What’s new at a glance

A redesigned visual targeting builder with AND / OR / XOR logic, nested groups, an AI assistant, and a live audience forecast.
A visual traffic-split slider with a built-in holdout (control) group.
Clear assignment methods — decide whether a visitor sees the same variation every time or a fresh one each visit.
Multivariate testing with a live sample-size estimate, so you know what each combination costs in traffic.
Auto-pick winner that only fires when significance, sample size, and run-time all check out.
A redesigned results dashboard with per-KPI tabs, segment breakdowns, delivery health, and a plain-English recommendation.

Targeting: choose who sees the test

Before you decide what to test, you decide who is in it — and that screen got the biggest redesign. Targeting is now a visual rule tree you build from simple conditions, with the logic laid out the way you’d actually reason about it.

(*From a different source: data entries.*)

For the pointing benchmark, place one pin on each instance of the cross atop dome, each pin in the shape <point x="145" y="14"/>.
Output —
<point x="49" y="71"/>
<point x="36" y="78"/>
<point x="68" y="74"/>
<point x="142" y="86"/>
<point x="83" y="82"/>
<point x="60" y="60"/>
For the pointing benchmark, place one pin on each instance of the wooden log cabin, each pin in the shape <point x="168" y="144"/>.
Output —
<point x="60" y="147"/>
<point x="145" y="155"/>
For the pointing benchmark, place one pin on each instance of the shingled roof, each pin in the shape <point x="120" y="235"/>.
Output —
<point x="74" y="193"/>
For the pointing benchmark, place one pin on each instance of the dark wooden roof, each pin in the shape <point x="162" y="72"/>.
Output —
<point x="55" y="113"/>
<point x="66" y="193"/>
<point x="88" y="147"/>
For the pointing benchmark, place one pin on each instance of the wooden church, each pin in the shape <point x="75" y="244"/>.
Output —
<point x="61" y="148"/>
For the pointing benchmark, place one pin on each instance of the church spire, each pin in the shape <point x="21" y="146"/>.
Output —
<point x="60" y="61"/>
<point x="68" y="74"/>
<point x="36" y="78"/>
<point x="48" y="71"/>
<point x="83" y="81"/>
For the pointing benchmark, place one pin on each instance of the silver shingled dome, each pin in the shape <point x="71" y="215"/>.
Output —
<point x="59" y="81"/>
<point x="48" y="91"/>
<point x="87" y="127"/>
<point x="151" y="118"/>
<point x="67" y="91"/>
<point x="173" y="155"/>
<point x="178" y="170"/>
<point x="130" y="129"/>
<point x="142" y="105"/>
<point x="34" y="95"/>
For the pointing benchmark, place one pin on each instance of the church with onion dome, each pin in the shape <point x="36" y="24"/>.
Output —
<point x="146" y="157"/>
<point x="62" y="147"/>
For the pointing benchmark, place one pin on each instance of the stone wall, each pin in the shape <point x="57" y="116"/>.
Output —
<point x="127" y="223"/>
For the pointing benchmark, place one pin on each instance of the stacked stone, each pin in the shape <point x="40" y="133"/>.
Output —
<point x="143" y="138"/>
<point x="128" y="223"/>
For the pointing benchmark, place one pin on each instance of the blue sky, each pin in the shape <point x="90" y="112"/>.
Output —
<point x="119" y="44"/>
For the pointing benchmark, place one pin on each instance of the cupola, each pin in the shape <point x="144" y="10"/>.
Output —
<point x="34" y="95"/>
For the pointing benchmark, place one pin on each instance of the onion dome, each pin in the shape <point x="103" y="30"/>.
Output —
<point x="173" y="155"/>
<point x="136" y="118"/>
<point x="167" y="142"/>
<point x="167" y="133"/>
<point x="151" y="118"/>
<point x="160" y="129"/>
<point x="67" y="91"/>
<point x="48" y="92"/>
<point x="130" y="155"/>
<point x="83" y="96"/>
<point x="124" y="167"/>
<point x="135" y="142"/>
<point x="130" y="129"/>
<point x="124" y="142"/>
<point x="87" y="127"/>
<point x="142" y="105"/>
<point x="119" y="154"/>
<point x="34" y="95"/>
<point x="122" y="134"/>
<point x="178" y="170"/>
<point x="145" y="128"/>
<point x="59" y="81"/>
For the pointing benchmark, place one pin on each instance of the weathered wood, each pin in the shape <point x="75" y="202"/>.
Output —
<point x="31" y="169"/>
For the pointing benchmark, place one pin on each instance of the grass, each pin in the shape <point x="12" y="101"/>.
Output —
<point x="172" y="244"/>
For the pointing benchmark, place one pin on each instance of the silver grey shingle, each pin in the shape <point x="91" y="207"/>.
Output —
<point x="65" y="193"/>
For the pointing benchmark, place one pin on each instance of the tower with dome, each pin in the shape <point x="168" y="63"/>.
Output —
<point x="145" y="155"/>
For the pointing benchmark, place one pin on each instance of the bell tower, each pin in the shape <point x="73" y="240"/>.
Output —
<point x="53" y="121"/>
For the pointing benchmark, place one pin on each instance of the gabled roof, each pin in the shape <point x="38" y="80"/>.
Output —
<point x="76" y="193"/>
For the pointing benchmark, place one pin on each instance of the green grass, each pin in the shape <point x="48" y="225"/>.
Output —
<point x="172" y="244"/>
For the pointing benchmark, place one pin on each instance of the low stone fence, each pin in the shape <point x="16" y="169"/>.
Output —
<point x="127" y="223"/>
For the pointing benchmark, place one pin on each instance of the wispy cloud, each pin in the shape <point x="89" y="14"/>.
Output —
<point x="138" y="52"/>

Rules from plain conditions. Each rule is one check — “URL contains /checkout”, “Country is Netherlands”, a CRM field, device, even local weather.
Include or exclude, per condition. Mix them inside one group — “include /blog but exclude /blog/admin” — without splitting it into two rules.
AND / OR / XOR. Between every two groups sits an operator pill; click it to change how their results combine.
Nested groups with parentheses. Wrap rules so their logic doesn’t bleed across the tree — to any depth, with each level color-coded (green → violet → amber) so brackets never blur together.
Drag to reorder. Grab a rule by its handle and drop it onto any connector — in or out of a nested group — and the connectors heal automatically.
An AI assistant. Type the audience in plain English — “Dutch mobile visitors who haven’t subscribed” — and it builds the rule tree for you, to keep or append to.
A live audience forecast. The sidebar updates as you edit: match percentage, raw counts, and a pie of the last 90 minutes of real traffic — so you size the audience before launching, and can test the rules against live sessions.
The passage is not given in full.